Meet Rocky Salemmo. He’s a ramblin’ gamblin’ man. For the majority of his adult life Rocky has hustled bowling for a living.
Dunne’s hugely entertaining, character-driven doc tells the story of Rocky Salemmo, a larger than life man, who has spent the majority of his adult life in the bowling alley, gambling for a living. Like a heady combination of Bill Murray’s Ernie McCracken from Kingpin and Joe Pesci’s Tommy DeVito from Goodfellas (without the violent episodes), Salemmo feels like he was born to be in front of the camera. Rocky is a seriously hyper personality (he claims he doesn’t take coke as it brings him down), he tears up the screen like a wild man, spitting out stories like his life will end if he doesn’t tell them. It’s these rambling antidotes that form the basic structure of Dunne’s film, it feels like he just set-up his crew and waited for Rocky to let loose (much like a crew shooting a wildlife doc would do).
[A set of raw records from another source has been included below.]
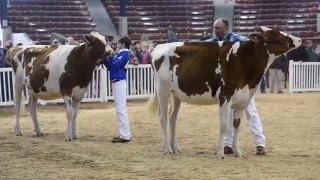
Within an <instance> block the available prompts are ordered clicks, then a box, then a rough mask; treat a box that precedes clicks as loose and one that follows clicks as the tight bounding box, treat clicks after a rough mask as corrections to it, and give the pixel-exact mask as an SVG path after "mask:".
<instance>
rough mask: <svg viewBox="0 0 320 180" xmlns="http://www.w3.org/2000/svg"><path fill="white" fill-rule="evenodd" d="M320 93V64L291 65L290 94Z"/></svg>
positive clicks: (290, 64)
mask: <svg viewBox="0 0 320 180" xmlns="http://www.w3.org/2000/svg"><path fill="white" fill-rule="evenodd" d="M304 91H320V62H294V61H290V63H289V92H290V93H294V92H304Z"/></svg>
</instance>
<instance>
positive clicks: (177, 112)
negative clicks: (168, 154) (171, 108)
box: [169, 94, 181, 154]
mask: <svg viewBox="0 0 320 180" xmlns="http://www.w3.org/2000/svg"><path fill="white" fill-rule="evenodd" d="M171 97H172V98H170V99H171V100H172V101H173V102H172V109H171V110H172V111H171V114H170V117H169V118H170V119H169V123H170V144H171V149H172V151H173V154H180V153H181V152H180V150H179V148H178V146H177V136H176V124H177V117H178V112H179V109H180V105H181V101H180V99H178V98H176V97H174V95H173V94H171Z"/></svg>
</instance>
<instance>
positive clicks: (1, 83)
mask: <svg viewBox="0 0 320 180" xmlns="http://www.w3.org/2000/svg"><path fill="white" fill-rule="evenodd" d="M127 92H128V99H136V98H148V97H150V96H151V95H152V94H153V93H154V79H153V72H152V68H151V65H150V64H145V65H144V64H143V65H137V66H134V65H129V66H128V68H127ZM24 94H25V103H27V98H26V97H27V96H28V92H27V90H26V92H25V93H24ZM111 99H113V95H112V88H111V82H110V79H109V72H108V71H107V69H105V68H103V69H100V68H97V69H95V70H94V72H93V73H92V81H91V83H90V84H89V86H88V89H87V92H86V94H85V98H84V99H83V100H82V102H106V101H108V100H111ZM47 102H63V99H57V100H52V101H47ZM13 104H14V73H13V71H12V68H0V106H8V105H13Z"/></svg>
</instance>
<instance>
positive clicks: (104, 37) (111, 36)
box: [104, 35, 114, 42]
mask: <svg viewBox="0 0 320 180" xmlns="http://www.w3.org/2000/svg"><path fill="white" fill-rule="evenodd" d="M104 38H105V39H106V41H107V42H112V41H113V39H114V37H113V36H111V35H106V36H104Z"/></svg>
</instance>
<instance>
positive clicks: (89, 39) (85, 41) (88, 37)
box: [84, 35, 92, 45]
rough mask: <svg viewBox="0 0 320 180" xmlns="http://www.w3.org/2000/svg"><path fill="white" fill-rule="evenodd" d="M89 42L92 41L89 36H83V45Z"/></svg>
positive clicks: (88, 42) (90, 42)
mask: <svg viewBox="0 0 320 180" xmlns="http://www.w3.org/2000/svg"><path fill="white" fill-rule="evenodd" d="M91 41H92V39H91V37H90V36H89V35H85V36H84V42H85V43H87V44H89V45H90V44H91Z"/></svg>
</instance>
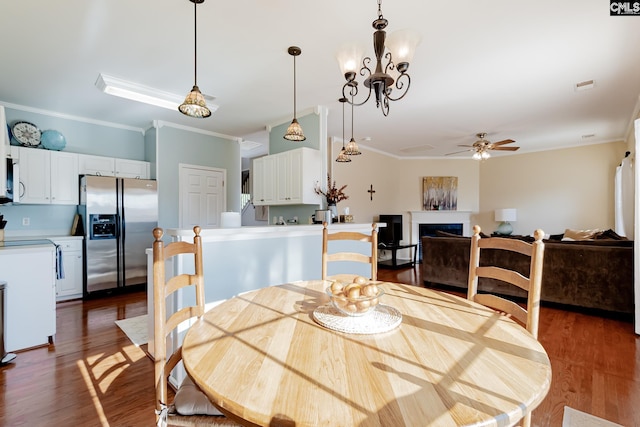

However, there’s no point in having a captivating character with a wonderful story, if the production values don’t match the levels set by the content.
Shot on the Sony EX3, the film features some sumptuous cinematography by director of photography Hillary Spera, as her camera seems magnetized to Rocky and his manic behaviour. The interviews are beautifully constructed and whether we’re in the low-lit bars or Rocky’s mother’s busy living room, Salemmo is always the given space he needs to frantically tell his stories. Often overlay the distinctive voice of our storyteller, The Bowler is also filled with a wealth of hugely effective cutaways ranging from random bowling alley shots, to close-up shots of Rocky bowling, laughing and dancing. Salemmo’s quick-fire delivery is perfectly matched with the fast paced snappy editing from Kathy Gatto and her cutting does a great job of painting the world in which Rocky believes he lives.
Dunne seems to be rapidly becoming a name to watch in the world of the documentary short and his distinctive style and charming stories are sure to win him an army of followers. If you liked The Bowler, be sure to check out the 2009 Sundance selected short The Archive, another fascinating short focusing on the owner of the world’s largest record collection.